Serotype I strains are pathogenic since by lymphocytic depletion they cause lesions in the bursa of Fabricius (BF) of susceptible chicken strains. No lesions in the BF were detected after infection of susceptible chickens with serotype II strains, which are therefore considered nonpathogenic (Ismail et al., 1988 ). The reasons for these different biological properties are unknown. Exchange of the noncoding region (NCR) of segment A of serotype II strains with that of serotype I strains did not alter the pathotype of chimeric viruses (Schröder et al., 2000
). Therefore, the NCR did not cause the different phenotype as hypothesized by Mundt & Müller (1995)
. Yao et al. (1998)
showed that inactivation of VP5 expression by a pathogenic serotype I strain resulted in complete attenuation of the virus.

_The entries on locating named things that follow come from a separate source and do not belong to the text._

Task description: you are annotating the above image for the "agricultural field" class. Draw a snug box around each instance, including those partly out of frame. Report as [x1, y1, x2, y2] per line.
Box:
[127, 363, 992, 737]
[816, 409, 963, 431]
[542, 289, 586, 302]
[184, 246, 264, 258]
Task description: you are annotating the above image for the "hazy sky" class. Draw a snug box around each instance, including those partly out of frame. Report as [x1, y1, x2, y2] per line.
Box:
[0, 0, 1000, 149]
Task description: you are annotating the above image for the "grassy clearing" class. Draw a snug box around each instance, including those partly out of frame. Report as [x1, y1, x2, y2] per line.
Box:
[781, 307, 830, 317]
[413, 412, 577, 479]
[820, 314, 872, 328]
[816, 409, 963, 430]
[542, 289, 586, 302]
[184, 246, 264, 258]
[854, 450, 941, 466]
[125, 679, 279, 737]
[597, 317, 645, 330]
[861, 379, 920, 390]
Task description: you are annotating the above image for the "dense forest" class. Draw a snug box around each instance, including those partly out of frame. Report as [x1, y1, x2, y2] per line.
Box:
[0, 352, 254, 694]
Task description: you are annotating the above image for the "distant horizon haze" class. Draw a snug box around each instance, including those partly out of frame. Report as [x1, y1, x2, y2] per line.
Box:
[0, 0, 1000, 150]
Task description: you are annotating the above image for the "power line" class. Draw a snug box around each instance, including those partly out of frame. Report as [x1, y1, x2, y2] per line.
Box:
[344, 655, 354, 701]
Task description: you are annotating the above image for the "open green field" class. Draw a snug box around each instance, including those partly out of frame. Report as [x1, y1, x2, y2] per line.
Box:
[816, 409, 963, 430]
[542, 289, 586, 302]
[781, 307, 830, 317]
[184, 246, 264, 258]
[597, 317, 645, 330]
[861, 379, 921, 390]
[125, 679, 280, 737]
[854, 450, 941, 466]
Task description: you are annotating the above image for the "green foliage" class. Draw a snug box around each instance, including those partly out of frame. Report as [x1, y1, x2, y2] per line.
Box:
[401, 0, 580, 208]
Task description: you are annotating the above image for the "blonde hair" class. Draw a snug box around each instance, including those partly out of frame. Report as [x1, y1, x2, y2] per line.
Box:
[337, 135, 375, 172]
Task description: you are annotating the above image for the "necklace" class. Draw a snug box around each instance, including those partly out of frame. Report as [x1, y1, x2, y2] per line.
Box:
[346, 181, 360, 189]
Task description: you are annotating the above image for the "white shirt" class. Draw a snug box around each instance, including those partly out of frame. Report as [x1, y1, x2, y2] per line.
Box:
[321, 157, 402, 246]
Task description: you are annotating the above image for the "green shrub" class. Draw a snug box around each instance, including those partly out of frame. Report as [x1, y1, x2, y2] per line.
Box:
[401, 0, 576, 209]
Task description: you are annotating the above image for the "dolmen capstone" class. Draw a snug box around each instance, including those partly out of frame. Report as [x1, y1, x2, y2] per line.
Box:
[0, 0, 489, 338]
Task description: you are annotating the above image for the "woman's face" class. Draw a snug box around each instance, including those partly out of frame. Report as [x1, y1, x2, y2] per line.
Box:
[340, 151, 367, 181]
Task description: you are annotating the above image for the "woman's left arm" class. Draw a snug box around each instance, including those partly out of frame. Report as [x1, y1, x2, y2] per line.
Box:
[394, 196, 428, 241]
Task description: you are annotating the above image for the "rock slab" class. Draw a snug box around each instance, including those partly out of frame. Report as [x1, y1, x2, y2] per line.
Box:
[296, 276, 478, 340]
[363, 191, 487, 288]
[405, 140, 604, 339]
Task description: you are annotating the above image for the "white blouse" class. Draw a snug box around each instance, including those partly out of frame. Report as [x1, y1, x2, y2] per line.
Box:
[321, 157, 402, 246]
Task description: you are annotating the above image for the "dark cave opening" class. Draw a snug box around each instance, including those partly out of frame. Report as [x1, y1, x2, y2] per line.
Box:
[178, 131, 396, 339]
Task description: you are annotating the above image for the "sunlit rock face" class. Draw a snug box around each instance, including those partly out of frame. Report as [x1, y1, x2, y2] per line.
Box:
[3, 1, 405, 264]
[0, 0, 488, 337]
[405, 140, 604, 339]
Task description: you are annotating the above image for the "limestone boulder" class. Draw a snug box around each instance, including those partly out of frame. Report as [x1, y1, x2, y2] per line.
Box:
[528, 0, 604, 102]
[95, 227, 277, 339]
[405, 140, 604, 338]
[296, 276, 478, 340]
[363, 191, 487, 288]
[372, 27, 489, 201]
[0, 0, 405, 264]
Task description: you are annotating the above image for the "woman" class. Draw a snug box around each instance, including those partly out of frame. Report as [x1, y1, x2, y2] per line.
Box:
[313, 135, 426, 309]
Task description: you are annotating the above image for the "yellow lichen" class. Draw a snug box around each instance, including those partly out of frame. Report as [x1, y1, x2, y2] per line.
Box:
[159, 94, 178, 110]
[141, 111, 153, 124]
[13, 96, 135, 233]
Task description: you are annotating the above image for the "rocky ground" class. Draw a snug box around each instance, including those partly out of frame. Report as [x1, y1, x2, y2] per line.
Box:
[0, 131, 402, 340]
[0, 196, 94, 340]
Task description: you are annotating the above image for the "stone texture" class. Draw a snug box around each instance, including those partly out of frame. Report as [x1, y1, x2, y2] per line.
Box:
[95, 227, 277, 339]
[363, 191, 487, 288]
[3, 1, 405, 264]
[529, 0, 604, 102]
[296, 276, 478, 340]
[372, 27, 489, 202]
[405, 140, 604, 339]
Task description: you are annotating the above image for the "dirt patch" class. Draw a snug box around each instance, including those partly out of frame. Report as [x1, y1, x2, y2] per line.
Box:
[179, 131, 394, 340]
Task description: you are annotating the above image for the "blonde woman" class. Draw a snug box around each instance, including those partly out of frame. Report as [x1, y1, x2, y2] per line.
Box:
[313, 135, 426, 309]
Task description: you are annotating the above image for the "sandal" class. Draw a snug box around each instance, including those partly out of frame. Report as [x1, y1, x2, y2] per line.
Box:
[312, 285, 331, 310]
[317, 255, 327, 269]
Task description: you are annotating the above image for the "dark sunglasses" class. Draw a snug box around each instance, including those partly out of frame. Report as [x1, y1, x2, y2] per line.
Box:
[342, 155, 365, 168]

Although the exact function of VP5 is still unknown, it might influence the different pathotype of both serotypes (Yao et al., 1998
).
Serotype I as well as serotype II virus particles bound to different lymphoid cells of chickens (Nieper & Müller, 1996 ), which indicates that restriction of IBDV to B cells might not be due to presence or absence of specific cellular receptors, but might be due to factors involved in regulation of replication.
The influence of VP5 on virulence was investigated by using a reverse genetics system (Mundt & Vakharia, 1996 ) to generate chimeric viruses containing either partly or completely exchanged VP5 genes. Recovered virus was subsequently characterized in vitro and in vivo.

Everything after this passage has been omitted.